Jednak Donald Tusk, super premier, który wykiwał amatorów z KGB od sprawy Litwinienki, wojny w Czeczenii i paru innych rzeczy, podobno nie poprzestanie na programie Mellera. Inni celebryci są w jego głowie obecni. Okazuje się, że premierowi tak bardzo spodobała się wizja przyciągania na swoje listy takich gwiazd jak posłanka Mucha….upps przepraszam. Pani poseł to nie celebrytka a poważna wykładowczyni ( chyba tak się mówi dziś) katolickiej uczelni.  Jednak premierowi bardzo spodobała się wizja przyciągania gwiazd jak Stefan Niesioł…..upps znów wtopa. Ten wybitny polityk nie jest celebrytą  ze stand up-ów w HBO. On jest wicemarszałkiem Sejmu.    Jednak premierowi bardzo spodobała się wizja przyciągania takich gwiazd jak Kazimierz Kutz ( o tutaj wtopy nie ma) czy zwycięzca pierwszego Big Brothera. Po tym jak Hołek wymiksował się ze startowania z list PO ( chociaż nie wiadomo kto będzie jedynką w Olsztynie…podobno obecna posłanka i córka innego rajdowca- Bublewicza)   na listach PO mają pojawić się inni wybitni celebryci.  „Klaudiusz Sevkovic stał się znany, kiedy dziesięć lat temu wystąpił w pierwszym polskim reality-show Big Brother. Teraz przed nim kolejne wyzwanie - chorzowska Platforma Obywatelska chce, żeby kandydował do Sejmu”- podała Gazeta Wyborcza. Sevkovic jest obecnie radnym w Chorzowie ( ach ta demokracja…..jak to było? Aha już pamiętam - rządy hien nad osłami jak mawiał Arystoteles. ) Pięknie. Nasuwa się pytanie czy Donald Tusk tak bardzo pokochał „Rok 1984” Orwella ,że pragnie mieć pod sobą tych co w podlizywaniu się wielkiemu bratu mają doświadczenie?  Cóż, taki wielki brat jaki rząd. A może chodzi o to, że PO nie ma już kogo pchać na listy i  dlatego sięga po takie tuzy medialne jak wymieniony wyżej.   Czy jednak sięganie po gwiazdy z supermarketów nie jest  obciachem? Czyżby Tusk odchodził od swojego tradycyjnego wielkomiejskiego elektoratu? A może transfer Sevkovica to właśnie odpowiedź na oczekiwania młodych, pięknych i bogatych z dużych miast? Obawiam się, że chodzi  o to drugie.

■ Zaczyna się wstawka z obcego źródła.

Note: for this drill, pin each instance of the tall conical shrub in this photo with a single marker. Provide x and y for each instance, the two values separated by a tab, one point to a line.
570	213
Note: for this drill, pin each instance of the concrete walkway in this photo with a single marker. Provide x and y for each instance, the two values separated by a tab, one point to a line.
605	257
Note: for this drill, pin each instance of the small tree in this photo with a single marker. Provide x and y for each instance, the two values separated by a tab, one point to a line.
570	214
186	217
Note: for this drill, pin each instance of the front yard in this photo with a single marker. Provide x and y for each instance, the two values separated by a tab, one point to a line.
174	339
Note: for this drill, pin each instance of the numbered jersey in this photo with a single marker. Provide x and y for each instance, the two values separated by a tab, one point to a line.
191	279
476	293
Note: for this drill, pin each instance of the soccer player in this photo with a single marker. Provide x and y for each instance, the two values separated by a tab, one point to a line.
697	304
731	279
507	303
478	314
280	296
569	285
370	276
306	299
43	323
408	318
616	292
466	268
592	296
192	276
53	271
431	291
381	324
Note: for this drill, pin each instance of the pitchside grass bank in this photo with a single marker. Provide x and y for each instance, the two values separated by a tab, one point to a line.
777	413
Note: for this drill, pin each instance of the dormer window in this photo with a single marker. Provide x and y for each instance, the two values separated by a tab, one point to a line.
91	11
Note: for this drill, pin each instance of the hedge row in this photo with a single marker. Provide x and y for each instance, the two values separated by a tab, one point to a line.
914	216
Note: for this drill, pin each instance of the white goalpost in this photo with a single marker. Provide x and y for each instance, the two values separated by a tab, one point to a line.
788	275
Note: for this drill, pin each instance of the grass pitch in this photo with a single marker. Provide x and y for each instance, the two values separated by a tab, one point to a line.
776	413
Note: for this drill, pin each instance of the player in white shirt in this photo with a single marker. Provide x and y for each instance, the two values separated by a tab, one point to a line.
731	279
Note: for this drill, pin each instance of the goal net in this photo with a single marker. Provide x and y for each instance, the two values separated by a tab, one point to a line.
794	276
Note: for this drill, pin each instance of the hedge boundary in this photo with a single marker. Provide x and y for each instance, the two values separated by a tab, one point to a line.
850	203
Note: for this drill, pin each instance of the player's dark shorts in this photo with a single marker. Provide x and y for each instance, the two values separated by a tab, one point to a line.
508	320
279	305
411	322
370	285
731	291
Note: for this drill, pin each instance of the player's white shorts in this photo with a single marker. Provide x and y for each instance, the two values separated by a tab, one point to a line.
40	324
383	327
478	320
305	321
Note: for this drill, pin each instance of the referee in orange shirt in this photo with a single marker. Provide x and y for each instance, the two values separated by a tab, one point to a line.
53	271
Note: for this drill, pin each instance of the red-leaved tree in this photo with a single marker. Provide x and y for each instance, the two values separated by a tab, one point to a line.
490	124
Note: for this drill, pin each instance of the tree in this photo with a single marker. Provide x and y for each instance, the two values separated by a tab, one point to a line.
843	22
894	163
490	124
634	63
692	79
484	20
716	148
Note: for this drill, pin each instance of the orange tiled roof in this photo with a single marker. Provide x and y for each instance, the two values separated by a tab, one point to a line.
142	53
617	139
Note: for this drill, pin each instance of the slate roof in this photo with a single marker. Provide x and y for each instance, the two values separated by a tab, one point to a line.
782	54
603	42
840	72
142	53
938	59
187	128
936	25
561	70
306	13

Ja w sumie trochę współczuję panu premierowi.  Przejście od Dody Elektrody śpiewającej mu w TVN-ie do zapomnianego kucharza z show tej samej stacji oraz drugoplanowego gwiazdora filmu „Gulczas a jak myślisz”  musi być aktem desperacji. To nie druga liga.  To już chyba okręgówka. A może szykuje się nam kolejny wicemarszałek Sejmu? Ba, może nawet miejsce Grzegorza Schetyny jest zagrożone? Tak czy siak nowa jakość się zbliża. Celebryci atakują.